Sears, Roebuck. What would become the most sprawling of the new emporiums—the largest retailer in the country, in fact, and the epitome of the new trends in retailing—began in 1886 when a railroad freight agent named Richard W. Sears bought a shipment of five hundred watches from a Chicago watchmaker for twelve dollars apiece and sold them up and down the railroad line for fourteen dollars apiece (many of them to station agent salesmen who, in turn, hawked them to customers for twenty dollars apiece). Sears founded the R. W. Sears
Watch Company within a year and took on a partner named Alvah C. Roebuck shortly thereafter. Readily perceiving the possibilities of national marketing (he had, after all, worked for a railroad), Sears put together a small mail-order catalogue advertising his watches and, as he added to his line of goods, jewelry and diamonds. Sears, who wrote all the copy for his catalogue, pushed products with wide-open flamboyance and boosted sales by instituting installment payment plans and money-back guarantees.

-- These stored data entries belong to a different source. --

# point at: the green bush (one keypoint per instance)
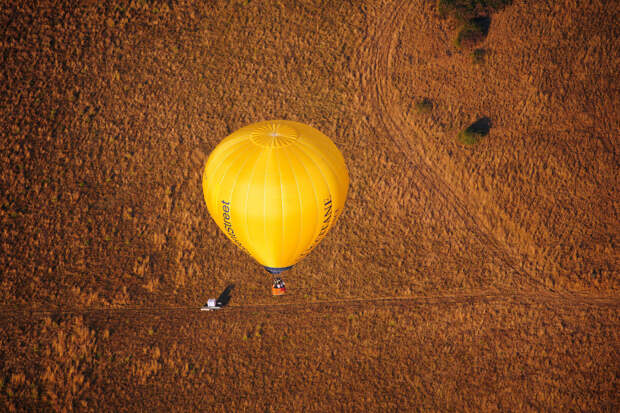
(469, 34)
(475, 132)
(424, 106)
(478, 56)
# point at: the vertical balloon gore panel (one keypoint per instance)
(276, 188)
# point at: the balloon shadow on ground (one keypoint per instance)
(225, 297)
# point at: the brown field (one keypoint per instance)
(459, 278)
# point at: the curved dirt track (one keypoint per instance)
(388, 120)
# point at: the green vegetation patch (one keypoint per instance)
(464, 10)
(478, 56)
(424, 106)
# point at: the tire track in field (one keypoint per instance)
(388, 119)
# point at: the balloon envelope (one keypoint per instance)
(275, 188)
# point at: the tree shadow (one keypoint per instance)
(225, 296)
(481, 127)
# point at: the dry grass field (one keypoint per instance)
(459, 277)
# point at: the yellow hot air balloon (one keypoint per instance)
(275, 188)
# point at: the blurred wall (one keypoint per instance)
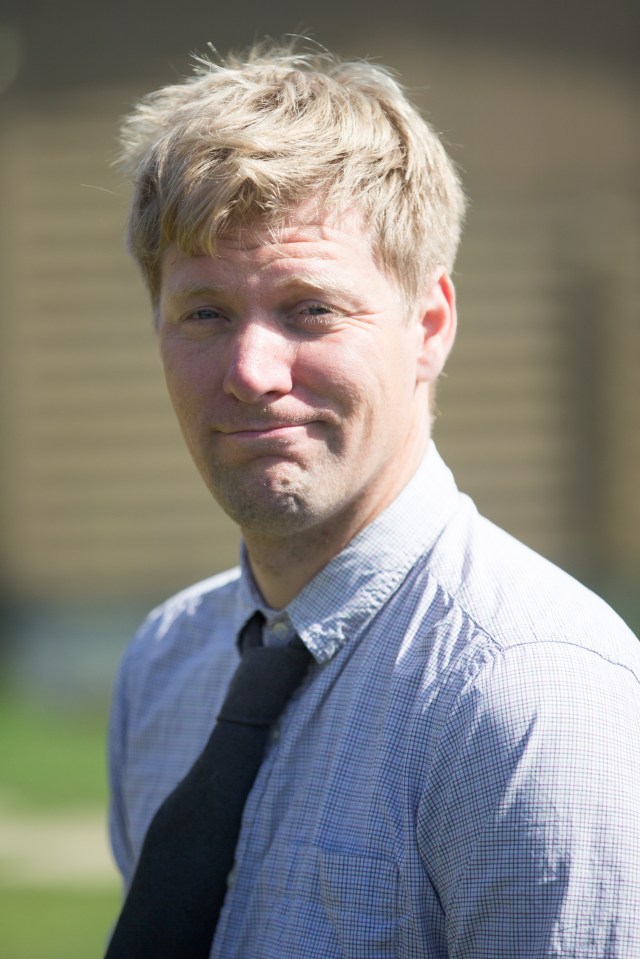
(102, 513)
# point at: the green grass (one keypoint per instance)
(51, 760)
(56, 923)
(52, 763)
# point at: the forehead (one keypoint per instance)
(334, 250)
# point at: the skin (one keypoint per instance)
(300, 385)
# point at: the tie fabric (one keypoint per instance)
(172, 906)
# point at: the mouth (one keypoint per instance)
(265, 431)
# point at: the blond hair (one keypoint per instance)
(245, 141)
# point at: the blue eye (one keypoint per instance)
(206, 313)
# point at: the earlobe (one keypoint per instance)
(437, 320)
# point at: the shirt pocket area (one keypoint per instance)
(360, 895)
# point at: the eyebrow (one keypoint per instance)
(327, 285)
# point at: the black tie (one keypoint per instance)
(172, 907)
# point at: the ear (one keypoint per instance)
(437, 321)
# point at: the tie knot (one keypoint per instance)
(263, 684)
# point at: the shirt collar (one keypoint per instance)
(347, 593)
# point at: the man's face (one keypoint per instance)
(294, 372)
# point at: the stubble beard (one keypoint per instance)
(267, 503)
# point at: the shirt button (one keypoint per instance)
(281, 629)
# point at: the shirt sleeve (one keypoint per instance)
(529, 826)
(117, 750)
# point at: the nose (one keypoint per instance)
(258, 363)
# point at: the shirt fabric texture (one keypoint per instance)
(457, 776)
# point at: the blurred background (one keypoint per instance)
(102, 514)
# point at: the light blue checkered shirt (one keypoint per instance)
(458, 776)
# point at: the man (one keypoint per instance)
(457, 773)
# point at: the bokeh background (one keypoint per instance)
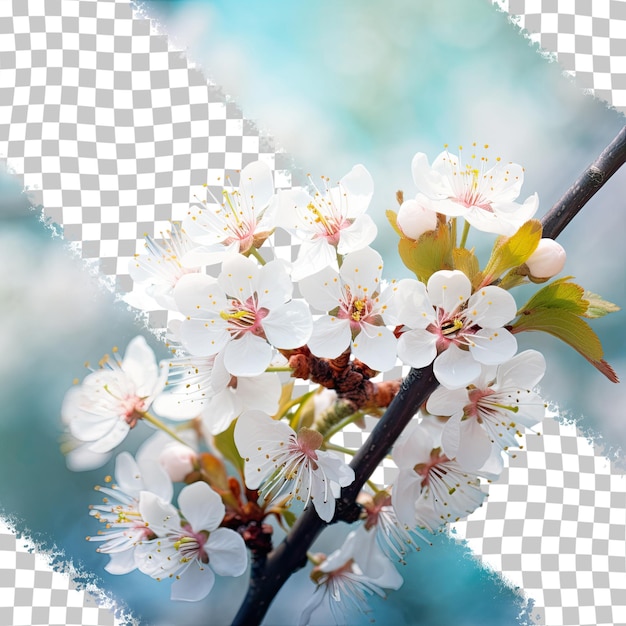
(335, 84)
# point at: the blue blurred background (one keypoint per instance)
(335, 84)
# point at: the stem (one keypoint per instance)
(585, 187)
(336, 448)
(466, 228)
(290, 555)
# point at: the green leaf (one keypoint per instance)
(430, 253)
(225, 444)
(560, 294)
(392, 216)
(597, 306)
(466, 261)
(510, 252)
(565, 325)
(557, 309)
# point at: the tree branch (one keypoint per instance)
(290, 555)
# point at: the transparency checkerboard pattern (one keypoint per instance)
(587, 37)
(108, 127)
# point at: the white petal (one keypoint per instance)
(289, 325)
(417, 348)
(331, 336)
(322, 290)
(314, 256)
(523, 371)
(227, 552)
(412, 305)
(113, 438)
(358, 235)
(239, 277)
(198, 292)
(274, 286)
(194, 584)
(491, 307)
(475, 446)
(359, 187)
(161, 516)
(204, 337)
(427, 180)
(446, 401)
(455, 368)
(201, 506)
(121, 562)
(449, 289)
(248, 356)
(261, 392)
(376, 347)
(362, 270)
(492, 347)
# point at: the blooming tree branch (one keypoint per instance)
(272, 572)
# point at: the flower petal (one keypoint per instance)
(248, 356)
(194, 584)
(227, 552)
(201, 506)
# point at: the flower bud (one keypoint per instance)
(415, 217)
(178, 461)
(547, 260)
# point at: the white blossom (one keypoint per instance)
(482, 194)
(189, 547)
(358, 309)
(287, 465)
(111, 400)
(329, 223)
(455, 328)
(490, 412)
(246, 312)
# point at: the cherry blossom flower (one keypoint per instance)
(110, 401)
(329, 223)
(349, 575)
(244, 219)
(484, 195)
(456, 328)
(431, 489)
(189, 547)
(288, 465)
(243, 313)
(358, 310)
(395, 538)
(416, 216)
(491, 411)
(125, 527)
(161, 268)
(202, 386)
(547, 260)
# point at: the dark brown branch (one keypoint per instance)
(290, 555)
(585, 187)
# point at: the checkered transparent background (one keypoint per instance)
(109, 127)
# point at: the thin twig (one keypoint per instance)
(290, 555)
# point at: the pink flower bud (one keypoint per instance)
(177, 461)
(415, 217)
(547, 260)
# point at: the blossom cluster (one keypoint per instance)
(247, 321)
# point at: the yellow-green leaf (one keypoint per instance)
(466, 261)
(430, 253)
(598, 307)
(392, 216)
(509, 252)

By September 1893 the business had taken form as Sears, Roebuck and Company, with a catalogue that had grown to 196 pages and sales of more than $400,000. Two years later, when the firm moved to Chicago, the catalogue’s page count had climbed to 507 and its sales to $750,000: Sears was now proclaiming itself “The Cheapest Supply House on Earth.” Like Montgomery Ward, Sears, Roebuck attracted the enmity of local rural merchants whose business it was swallowing; opponents dubbed the mail-order giant “Rears and Soreback” and “Shears and Rawbuck.” Nevertheless the company continued to grow at a blistering pace: by 1899 it had expanded to twenty-four merchandising departments; the following year Sears, Roebuck surpassed Montgomery Ward with close to $11 million in sales.
Robert Hendrickson, The Grand Emporiums: The Illustrateci History of America’s Great Department Stores (New York: Stein & Day, 1979);
William Leach, Land of Desire: Merchants, Power, and the Rise of a New American Culture (New York: Pantheon, 1993).